The report paints a grim but true picture at the ground level. The Indian government has to take effective steps to stem the rot at the earliest, rather than dish out platitudes about saving medium and small enterprises. The hopes of small entrepreneurs like Singh lie with the Indian government.

Suresh Ruparel   June 13th, 2009 409 GMT

As long as we are ruled by bafoons as our leaders we do not expect anything from them other then they filing thier swiss banks accounts and working with vote bank policies.we indians very well know this so no use of saying anything to a wall of bafoons who do not even care for small people at all.I am sad we are even today suffering because of this non productive so call democratic rule which is not in right shape.It is rule of crime syndicates so please do not worry india can never be threat to anyone.

Anunay Gupta   June 15th, 2009 421 GMT

Getting loans at reasonable interest rates for SME is almost impossible in India.
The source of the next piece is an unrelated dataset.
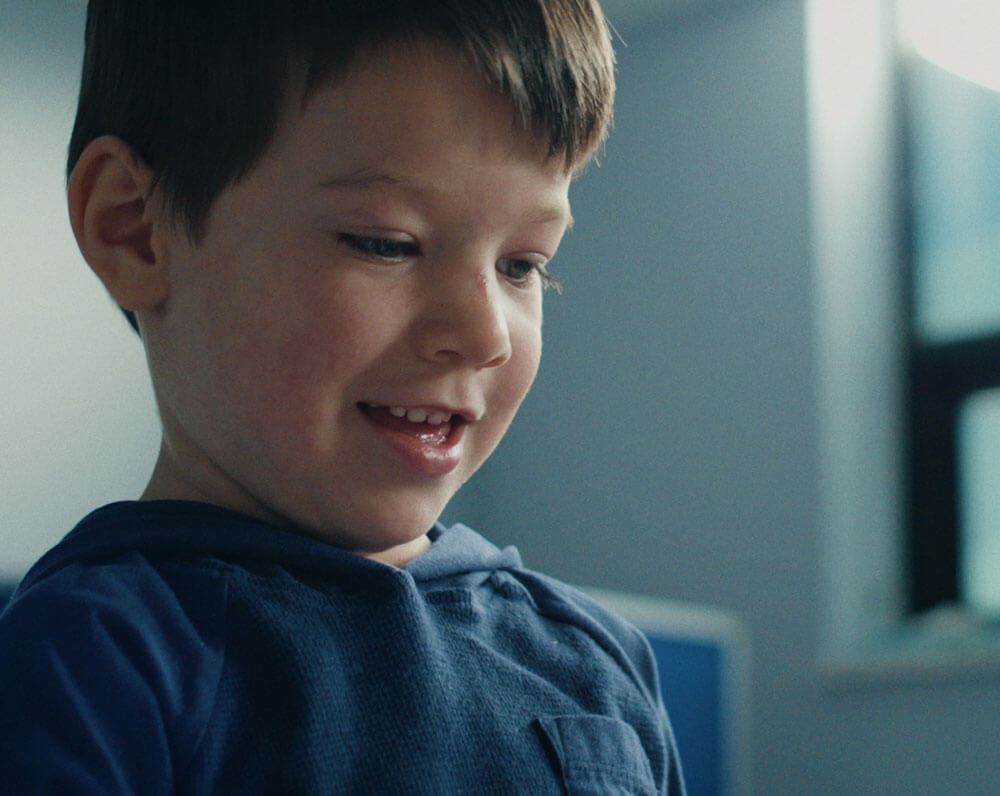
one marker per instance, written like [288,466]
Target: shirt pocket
[598,755]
Without a sufficient operating history, +ve cash flow, collaterals, etc, most banks refuse to lend. Interest rates for SME's have stayed flat over the past few years; despite a drastic cut in prime rates. Being a banker myself, I don't blame the banks as they are responsible for underwriting and carry the risk of default. But hoping that organisizations like CRISIL and CIBIL will take on the onus of creating information assets so as to enable banks to undertake responsible lending and thereby promoting economic growth at grassroots.

vijay   June 15th, 2009 850 GMT

I agree with Suresh Ruparel's view.

Indian policies are all Hippocratic!!!

vaibhav Soni   June 21st, 2009 527 GMT

When you are in good times you should be prepared for your bad times and vice versa this Policy should be followed by all the individuals and businessman . No goverment policy will help for survival in global market. We have followed the west, west is facing recession, job loss, closures of business, companies etc, one day it will come to us. We cannot stop it. Hope for the revival in the nearest future.